From early Monday morning, traders selling fruit and vegetables, vintage clothing and household items, rearranged their stalls, hoping to entice the shoppers slowly returning to the quiet city centre.

Council workers had hurriedly installed a one-way system in the market alleyways and laid floor stickers to encourage shoppers to keep 2 metres apart.

A steady trickle of customers were buying seasonal peonies and baby’s breath at Pond’s Flowers, next to Gentleman’s Walk, which has been run by Alexander Pond’s family for more than a century. “We’re starting on the bottom rung of the ladder, building it back up,” said Kevin Howes, who has worked on the stall with Pond for 25 years.

Only about a fifth of the 90 businesses that operate at the market, known for its distinctive candy-striped roofs, had raised their shutters on Monday morning. Many are waiting for high street stores to reopen later this month and for footfall to pick up in the city. 
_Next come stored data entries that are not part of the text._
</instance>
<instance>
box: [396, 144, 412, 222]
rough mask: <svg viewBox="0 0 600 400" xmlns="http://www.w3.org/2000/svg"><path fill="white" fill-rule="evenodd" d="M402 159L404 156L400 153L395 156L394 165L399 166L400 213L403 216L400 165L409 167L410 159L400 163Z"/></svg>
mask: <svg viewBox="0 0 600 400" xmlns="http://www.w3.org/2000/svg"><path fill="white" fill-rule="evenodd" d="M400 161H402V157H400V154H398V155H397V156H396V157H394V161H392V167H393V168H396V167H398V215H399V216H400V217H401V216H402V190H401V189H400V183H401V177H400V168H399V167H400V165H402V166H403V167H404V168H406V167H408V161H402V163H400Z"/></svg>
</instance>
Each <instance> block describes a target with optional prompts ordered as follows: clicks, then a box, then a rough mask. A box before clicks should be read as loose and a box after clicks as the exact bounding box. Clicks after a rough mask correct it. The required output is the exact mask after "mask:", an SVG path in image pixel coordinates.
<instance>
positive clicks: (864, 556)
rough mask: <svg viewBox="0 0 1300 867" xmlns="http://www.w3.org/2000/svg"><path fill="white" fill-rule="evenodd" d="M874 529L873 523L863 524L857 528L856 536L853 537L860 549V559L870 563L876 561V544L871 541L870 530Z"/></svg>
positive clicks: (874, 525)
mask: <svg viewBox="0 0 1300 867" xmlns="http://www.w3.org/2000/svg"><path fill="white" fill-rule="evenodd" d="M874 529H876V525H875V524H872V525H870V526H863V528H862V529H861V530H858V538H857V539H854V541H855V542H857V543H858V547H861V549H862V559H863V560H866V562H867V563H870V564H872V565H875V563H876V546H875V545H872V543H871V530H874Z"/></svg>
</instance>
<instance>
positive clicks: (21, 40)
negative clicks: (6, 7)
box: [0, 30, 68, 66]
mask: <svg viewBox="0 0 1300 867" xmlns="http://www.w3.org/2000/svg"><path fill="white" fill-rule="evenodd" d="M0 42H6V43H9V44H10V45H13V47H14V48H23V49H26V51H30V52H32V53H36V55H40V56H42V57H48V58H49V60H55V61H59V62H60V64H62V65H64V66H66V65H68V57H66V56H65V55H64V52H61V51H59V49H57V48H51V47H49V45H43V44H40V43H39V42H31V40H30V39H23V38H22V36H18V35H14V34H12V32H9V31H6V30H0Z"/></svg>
Mark Wright in Noriwch market



Mark Wright: ‘I hear some have done well online’. Photograph: Si Barber/The Guardian

“I’m not sure how many traders will come back,” said Mark Wright, the chair of the market traders’ association and owner of Taxi Vintage Clothing, “I hear some have done well online.” Without his own online business, Wright was hoping his rail of floral Hawaiian shirts would catch a shopper’s eye so he could “break the ice” and make his first sale in 11 weeks. 

Norwich city council granted traders a rent holiday during the shutdown but do not intend to cancel rent payments. “We will need to reexamine rents at the end of the summer,” said councillor Matthew Parker. “We are very stretched financially.”


Dale Barker had got off to a flying start – he was greeted at 8am by a customer eager for him to open his foam and upholstery supplies stall.

Barker was glad to return and, like some of his fellow traders, said a £10,000 small business grant from government had “kept the business afloat”. 

From mid-morning, a pair of uniformed council enforcement officers patrolled the aisles to enforce physical distancing – even if the market wasn’t inundated with visitors – instead of their usual role handing out parking tickets. By lunchtime a well-spaced queue had formed at Ron’s Fish and Chips.

“People are slowly getting their confidence back,” said James Read as he handed a bunch of bananas over the trestle table separating him from his customers.

Debs Champion’s stall.



Debs Champion’s stall. Photograph: Si Barber/The Guardian

Nigel Simmeth had cycled 10 miles from nearby Wymondham for toast and coffee at Debs Champion’s stall.  “It’s good to get some sort of normality back,” said Simmeth, 65. “Whatever normality is”.

Meanwhile Debs was chilling a bottle of prosecco in her fridge to toast the market’s return with her fellow traders at the end of the day.